Mediante una encuesta de preferencias declaradas y un modelo de clases latentes, se analizaron las preferencias de los habitantes de los Países Bajos al elegir cómo ir y volver de la estación. Se identificaron tres grupos: los «entusiastas del sharing multimodal» (58%), dispuestos a usar distintos tipos de micromovilidad según las características del trayecto; los «ciclistas cautelosos, reacios al sharing» (16%), que prefieren la bicicleta personal y consideran el alquiler complicado y peligroso; y los «opositores al sharing que eligen transporte público» (27%), que evitan la micromovilidad y prefieren autobuses y tranvías. Para distancias cortas, la accesibilidad peatonal sigue siendo prioritaria, lo que respalda políticas de desarrollo orientado al tránsito. En distancias largas, en zonas de alta demanda se justifican rutas de transporte público frecuentes y densas, mientras que las estaciones con baja demanda se atienden mejor con diversos medios de micromovilidad, aunque un exceso de opciones puede generar solo competencia por los mismos pasajeros.

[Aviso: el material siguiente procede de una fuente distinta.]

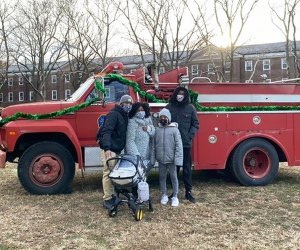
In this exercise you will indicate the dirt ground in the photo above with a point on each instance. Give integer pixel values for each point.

Después de la llegada del tren, los pasajeros se dispersan desde la estación, como agua en un delta: cada uno elige su cauce. Científicos neerlandeses encuestaron a miles de personas e identificaron tres tipos. Los 'Versátiles' (58%) alternan fácilmente entre autobús, patinete de alquiler y caminar. Los 'Hogareños sobre ruedas' (16%) son fieles a su bicicleta personal, pero temen los dispositivos de alquiler; un miedo a menudo exagerado: los accidentes con ellos son mucho menos frecuentes de lo que parece. Los 'Amantes de lo probado' (27%) prefieren el autobús o el tranvía, evitando cualquier escúter. Este caos de preferencias no es solo estadística. De él depende cómo planificar la ciudad: si el destino está a un paso, casi todos irán andando, y se necesitan aceras anchas. Cuando el trayecto es más largo, es clave que los autobuses no compitan con el alquiler. El abanico de opciones se expande, y la meta es que los flujos no choquen, sino que confluyan en una red única y cómoda.
🎯 Un paseo a pie corto es la reina de la comodidad: casi todos prefieren ir andando si el trayecto no supera unos minutos.